Civil partnerships would have minimal effect on the spread of radical reproductive technologies
Saturday, August 26th, 2006John Howard suggests civic partnerships as a compromise in the gay marriage debate (how very original!), on the basis that procreation is the essence of marriage and that keeping marriage and civil partnerships separate will make clear that only a husband and wife may have children, thus supposedly limiting the spread of radical reproductive technologies. He thinks his proposal will differentiate supporters of gay partnership from advocates of such technology. However, his compromise completely elides three basic facts.
First, many gay advocates appear to believe that marriage offers social validation of their relationship, not a passport to children. Moreover, the majority of people in the USA do not believe procreation is the essence of marriage, so there is no reason for gay marriage advocates to begin from that position. The United States is unusually strong in its majority rejection of the very idea that children are the main reason for marriage:
| Country | Percentage who disagree with the statement that having children is the main purpose of marriage |
|---|---|
| New Zealand | 70.2 |
| United States | 69.5 |
| Canada | 69.4 |
| Netherlands | 68.5 |
| Northern Ireland | 64.5 |
| Great Britain | 64.4 |
| East Germany | 63.5 |
| Sweden | 63.4 |
| Japan | 63.2 |
| Ireland | 62.1 |
| Australia | 59.0 |
| Spain | 56.5 |
| West Germany | 56.2 |
| Austria | 54.1 |
| Norway | 50.7 |
| Italy | 45.5 |
| Israel | 37.8 |
| Slovenia | 36.2 |
| Poland | 33.2 |
| Russia | 28.0 |
| Czechoslovakia | 26.8 |
| Philippines | 16.1 |
| Hungary | 16.0 |
| Bulgaria | 14.3 |
Fact two. While American society is not exactly friendly to single parents, it does not actively prosecute people for having children out of wedlock. More than a third of American births happen outside marriage [National Center for Health Statistics]. Forcing gay partners to make do with civil partnerships would do little to establish a strong connection between marriage and procreation.
Fact three. Thousands of men and women already use reproductive technologies such as fertility treatment and surrogacy in the creation of children. Three million people have been born worldwide with the help of IVF [BBC News]. Excluding gay couples from marriage will do little to stop the demand for reproductive technology. But promoting the idea that procreation is central to marriage is sure to increase it.

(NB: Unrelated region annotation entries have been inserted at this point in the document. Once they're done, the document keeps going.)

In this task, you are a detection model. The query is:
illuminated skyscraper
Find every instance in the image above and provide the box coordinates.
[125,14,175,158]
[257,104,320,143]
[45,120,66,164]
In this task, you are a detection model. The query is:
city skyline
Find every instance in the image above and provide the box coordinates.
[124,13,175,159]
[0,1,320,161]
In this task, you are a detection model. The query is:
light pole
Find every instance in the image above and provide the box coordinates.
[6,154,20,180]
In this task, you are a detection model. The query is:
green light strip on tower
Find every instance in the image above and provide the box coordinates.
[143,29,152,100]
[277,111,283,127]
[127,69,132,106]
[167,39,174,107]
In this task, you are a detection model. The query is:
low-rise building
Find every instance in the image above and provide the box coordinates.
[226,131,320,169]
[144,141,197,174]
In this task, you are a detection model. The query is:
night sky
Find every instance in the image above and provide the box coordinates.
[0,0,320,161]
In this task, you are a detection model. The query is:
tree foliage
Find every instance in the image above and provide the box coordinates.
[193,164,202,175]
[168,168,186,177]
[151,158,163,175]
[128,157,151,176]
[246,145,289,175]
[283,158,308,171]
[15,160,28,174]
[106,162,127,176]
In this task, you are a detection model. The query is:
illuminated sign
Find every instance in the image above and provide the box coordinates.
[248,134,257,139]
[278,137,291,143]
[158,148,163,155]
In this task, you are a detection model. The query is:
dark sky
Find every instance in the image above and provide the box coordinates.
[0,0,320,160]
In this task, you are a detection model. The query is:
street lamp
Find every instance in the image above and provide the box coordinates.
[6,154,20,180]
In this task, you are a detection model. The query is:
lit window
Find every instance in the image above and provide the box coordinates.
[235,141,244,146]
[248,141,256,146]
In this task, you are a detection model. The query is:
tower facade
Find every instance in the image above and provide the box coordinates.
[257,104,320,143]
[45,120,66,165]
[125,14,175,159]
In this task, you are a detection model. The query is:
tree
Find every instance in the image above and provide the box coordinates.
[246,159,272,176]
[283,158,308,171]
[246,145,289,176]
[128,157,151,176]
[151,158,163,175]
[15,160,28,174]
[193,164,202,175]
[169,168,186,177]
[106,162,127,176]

Over at Crooked Timber today Harry asked for ‘a really good article, by someone philosophically sophisticated, which argues against gay marriage’ and the tumbleweed rolled past. Commenting on Somerville’s opposition to gay marriage for fear that it will open the door to radical reproductive technologies, ‘susanc’ notes that:
Strangely enough, similar concerns make me opposed to reproductive definit[i]ons of marriage. Suppose some really extreme government limits marriage to couples who have biological children (so post-menopausal women or men with too low a sperm count can’t marry). This would create a strong incentive to use reproductive technologies (that might not be entirely safe) just to have children, in order to get married. When, absent the biological definition of marriage, couples might have been happy getting married and adopting, or not having children, or having children via a sperm donor etc.…)
It’s striking that the most enthusiastic adopters of IVF have been in Israel, where a majority do believe that children are the main purpose of marriage.